With Sex Depression Animals, Mag Gabbert gives form to figment, credence to the mythic, substance to shadow, visibility to the unseeable, sacrality to the profane, and fertile grounding to the errant roots of language the poet jostles loose in various ways, transplanting them into revivified metaphors and ranging contexts.

Rich in trenchant imagery, metamorphically mysterious and suffused with spirituality, Gabbert’s poems are of the body and of the soul, and of traumas both embedded and present. The poet navigates suffering and revelation through modes of memory that recur now with exactness and lucidity, now through a nebulous blur. In this sense, Gabbert’s themes and subjects become vessels of fragility and endurance, of reflections that seem to simultaneously vanish and tangibly persist. The poet handles such apparent contradictions with deftness, often through ranging meditations on the variable stability of words. These lines excerpted from “Pink” are exemplary:

[…]
the word’s root is shared with poignant 
puncture punch and repugnant 

as a child the thing I most wanted 
was a canopy over my bed
a dreamy veiled curtain 
to pull shut and hide in but
instead ribbons covered the beams

the finest among specimens 
as in Romeo’s friend Mercutio who said
nay I am the very pinck of curtesie 

in verb form to stab or to make holes in
[…]

Also, these lines from “Ghost”:

the dictionary says “trace”

formless white latex

a plane 
as it’s reflected in water 

echoes clearings 
[…]
the dictionary says “a remote possibility”

floating fish 

the gesture of a friend

an empty ring on the bedside table
where a glass once condensed 
[…]

For Gabbert, semantic explorations like these are a conceptual concern, for certain, as well as a lexical one. In poems like “Lace,” “Constellation,” “The Breakup,” and “Girl,” for example, variously configured versifications on the page become a functional reflection of how forms, experiences, and expressive registers might be unevenly metabolized by the mind.

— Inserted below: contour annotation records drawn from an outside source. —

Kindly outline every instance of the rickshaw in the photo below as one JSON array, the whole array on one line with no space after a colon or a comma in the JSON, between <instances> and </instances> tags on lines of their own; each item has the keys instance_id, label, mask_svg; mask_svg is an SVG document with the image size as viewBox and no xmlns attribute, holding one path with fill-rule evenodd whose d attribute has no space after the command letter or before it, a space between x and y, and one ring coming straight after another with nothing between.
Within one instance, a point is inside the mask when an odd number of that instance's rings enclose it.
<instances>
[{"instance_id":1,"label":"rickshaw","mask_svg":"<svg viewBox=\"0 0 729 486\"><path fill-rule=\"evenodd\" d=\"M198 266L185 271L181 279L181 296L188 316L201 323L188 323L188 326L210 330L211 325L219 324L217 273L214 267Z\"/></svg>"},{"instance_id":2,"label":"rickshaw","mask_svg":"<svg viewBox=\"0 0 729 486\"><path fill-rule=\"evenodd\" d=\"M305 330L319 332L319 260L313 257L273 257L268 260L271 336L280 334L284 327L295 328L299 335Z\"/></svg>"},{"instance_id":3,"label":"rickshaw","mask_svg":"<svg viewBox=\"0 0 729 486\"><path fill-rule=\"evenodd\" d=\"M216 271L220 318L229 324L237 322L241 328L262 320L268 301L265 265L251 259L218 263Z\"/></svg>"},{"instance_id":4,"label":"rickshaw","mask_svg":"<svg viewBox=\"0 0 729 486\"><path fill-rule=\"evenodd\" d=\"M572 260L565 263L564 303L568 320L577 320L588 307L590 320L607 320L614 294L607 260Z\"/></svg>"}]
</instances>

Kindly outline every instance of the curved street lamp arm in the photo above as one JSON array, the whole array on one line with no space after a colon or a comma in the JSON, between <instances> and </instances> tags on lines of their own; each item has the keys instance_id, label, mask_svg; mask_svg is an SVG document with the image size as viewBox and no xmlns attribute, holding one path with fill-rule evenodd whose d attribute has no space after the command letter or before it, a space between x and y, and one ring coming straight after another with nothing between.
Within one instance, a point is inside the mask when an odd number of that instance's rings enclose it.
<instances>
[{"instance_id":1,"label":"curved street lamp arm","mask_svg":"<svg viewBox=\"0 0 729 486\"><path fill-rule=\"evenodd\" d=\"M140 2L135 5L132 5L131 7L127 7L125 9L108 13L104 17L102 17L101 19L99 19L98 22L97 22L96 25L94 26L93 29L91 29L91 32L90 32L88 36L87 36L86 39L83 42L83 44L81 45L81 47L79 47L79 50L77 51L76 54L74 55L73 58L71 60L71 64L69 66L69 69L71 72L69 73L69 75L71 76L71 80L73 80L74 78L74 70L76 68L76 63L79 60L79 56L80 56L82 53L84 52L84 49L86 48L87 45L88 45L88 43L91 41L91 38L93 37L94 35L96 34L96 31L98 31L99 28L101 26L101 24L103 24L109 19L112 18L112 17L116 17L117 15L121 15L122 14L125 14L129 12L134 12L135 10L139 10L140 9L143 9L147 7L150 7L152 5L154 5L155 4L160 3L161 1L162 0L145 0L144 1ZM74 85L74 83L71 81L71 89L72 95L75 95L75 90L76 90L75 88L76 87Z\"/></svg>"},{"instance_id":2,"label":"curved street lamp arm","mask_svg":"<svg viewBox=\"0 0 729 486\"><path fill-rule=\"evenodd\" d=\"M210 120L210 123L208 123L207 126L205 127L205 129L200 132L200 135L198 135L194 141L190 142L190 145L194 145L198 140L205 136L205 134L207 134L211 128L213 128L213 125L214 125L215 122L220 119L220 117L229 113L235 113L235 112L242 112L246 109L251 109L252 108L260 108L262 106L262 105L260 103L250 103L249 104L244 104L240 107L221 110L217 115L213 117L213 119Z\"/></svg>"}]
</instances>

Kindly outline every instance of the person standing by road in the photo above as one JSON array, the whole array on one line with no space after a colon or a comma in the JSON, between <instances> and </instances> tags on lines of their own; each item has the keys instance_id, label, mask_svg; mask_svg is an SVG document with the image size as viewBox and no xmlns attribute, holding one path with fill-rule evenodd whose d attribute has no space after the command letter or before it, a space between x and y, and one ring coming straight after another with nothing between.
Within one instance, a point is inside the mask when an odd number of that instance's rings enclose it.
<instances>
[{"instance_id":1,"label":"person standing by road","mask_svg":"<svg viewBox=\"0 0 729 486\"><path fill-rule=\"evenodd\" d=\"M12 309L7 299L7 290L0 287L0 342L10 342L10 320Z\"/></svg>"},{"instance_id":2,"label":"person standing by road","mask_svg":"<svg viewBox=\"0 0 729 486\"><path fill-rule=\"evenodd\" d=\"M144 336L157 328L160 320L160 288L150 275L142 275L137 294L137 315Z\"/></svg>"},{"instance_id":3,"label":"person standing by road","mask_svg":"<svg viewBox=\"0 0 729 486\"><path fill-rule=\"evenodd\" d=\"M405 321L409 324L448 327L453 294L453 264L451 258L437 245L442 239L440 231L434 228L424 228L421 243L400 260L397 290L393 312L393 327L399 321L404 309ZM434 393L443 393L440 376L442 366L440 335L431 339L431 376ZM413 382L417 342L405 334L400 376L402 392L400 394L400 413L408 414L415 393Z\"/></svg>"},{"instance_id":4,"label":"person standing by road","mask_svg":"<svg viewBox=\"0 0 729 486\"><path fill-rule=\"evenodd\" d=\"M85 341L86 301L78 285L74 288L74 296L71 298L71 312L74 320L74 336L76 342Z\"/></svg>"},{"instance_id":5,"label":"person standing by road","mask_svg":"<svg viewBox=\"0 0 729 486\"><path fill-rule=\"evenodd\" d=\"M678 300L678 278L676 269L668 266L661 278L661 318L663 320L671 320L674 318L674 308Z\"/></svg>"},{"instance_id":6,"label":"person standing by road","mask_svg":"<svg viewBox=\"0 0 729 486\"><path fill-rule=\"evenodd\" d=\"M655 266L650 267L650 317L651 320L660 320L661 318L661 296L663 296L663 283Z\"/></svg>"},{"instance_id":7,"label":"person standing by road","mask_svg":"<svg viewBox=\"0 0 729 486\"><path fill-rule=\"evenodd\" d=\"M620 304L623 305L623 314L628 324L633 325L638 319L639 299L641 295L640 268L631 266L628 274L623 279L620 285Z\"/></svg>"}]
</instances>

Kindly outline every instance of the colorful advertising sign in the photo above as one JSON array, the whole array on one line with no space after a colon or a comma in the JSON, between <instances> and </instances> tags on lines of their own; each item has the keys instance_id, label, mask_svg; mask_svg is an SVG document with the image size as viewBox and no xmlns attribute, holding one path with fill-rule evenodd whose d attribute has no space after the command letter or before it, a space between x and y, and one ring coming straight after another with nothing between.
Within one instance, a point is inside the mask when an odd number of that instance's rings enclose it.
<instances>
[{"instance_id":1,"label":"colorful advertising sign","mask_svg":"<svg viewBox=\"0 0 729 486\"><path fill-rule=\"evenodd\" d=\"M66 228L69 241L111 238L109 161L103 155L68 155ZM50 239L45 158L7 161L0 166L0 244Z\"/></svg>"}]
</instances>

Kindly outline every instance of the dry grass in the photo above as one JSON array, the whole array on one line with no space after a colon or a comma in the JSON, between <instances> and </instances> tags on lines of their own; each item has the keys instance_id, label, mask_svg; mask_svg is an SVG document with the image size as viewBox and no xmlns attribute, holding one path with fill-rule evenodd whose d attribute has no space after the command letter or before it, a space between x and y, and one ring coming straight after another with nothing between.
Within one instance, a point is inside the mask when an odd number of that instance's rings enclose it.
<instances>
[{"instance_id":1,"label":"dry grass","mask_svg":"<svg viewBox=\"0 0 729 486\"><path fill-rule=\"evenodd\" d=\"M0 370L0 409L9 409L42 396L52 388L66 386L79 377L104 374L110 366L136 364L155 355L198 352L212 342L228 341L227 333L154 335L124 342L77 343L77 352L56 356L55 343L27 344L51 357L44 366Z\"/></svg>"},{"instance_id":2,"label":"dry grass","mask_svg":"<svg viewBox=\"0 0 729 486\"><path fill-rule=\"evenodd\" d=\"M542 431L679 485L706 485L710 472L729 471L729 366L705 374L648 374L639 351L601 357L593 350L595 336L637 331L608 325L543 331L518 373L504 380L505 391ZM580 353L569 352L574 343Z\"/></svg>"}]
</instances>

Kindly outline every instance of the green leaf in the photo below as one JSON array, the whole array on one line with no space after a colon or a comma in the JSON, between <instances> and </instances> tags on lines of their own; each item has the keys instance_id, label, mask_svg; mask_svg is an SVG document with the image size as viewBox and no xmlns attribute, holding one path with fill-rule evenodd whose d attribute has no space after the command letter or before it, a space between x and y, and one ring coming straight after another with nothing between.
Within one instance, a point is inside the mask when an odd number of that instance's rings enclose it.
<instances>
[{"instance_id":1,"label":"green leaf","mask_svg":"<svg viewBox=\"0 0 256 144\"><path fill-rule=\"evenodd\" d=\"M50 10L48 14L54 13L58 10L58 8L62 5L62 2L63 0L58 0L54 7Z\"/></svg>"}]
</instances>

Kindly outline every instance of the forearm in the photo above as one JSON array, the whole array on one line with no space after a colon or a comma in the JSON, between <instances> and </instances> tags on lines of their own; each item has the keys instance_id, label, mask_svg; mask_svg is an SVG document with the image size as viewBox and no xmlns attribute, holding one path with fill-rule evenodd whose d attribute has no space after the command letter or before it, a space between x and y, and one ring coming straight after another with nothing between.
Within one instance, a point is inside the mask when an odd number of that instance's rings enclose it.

Featuring a few dozen poems divided into five sections, Sex Depression Animals is a taut, cohesive collection, yet it’s also riddled with apertures of metatextual sorts that reveal themselves more and more upon successive readings. To delve more deeply into such details and curiosities, pay very close attention to the collection’s substantial endnotes. They’re key to not merely rereading, but reliving all the poems start to finish. They’re also key to questioning them.

For instance, is this book about sex, depression, and animals? Or is it about human beings in a broader, or more broadly particular, sense – as animals whose sex is depressed, or whose depressive capacities are sexed? Gabbert’s book elicits many such questions whose answerability, like the crispness of distant memory, remains elusive at best.

Sex Depression Animals, Mag Gabbert, Columbus, OH, Mad Creek Books, 2023.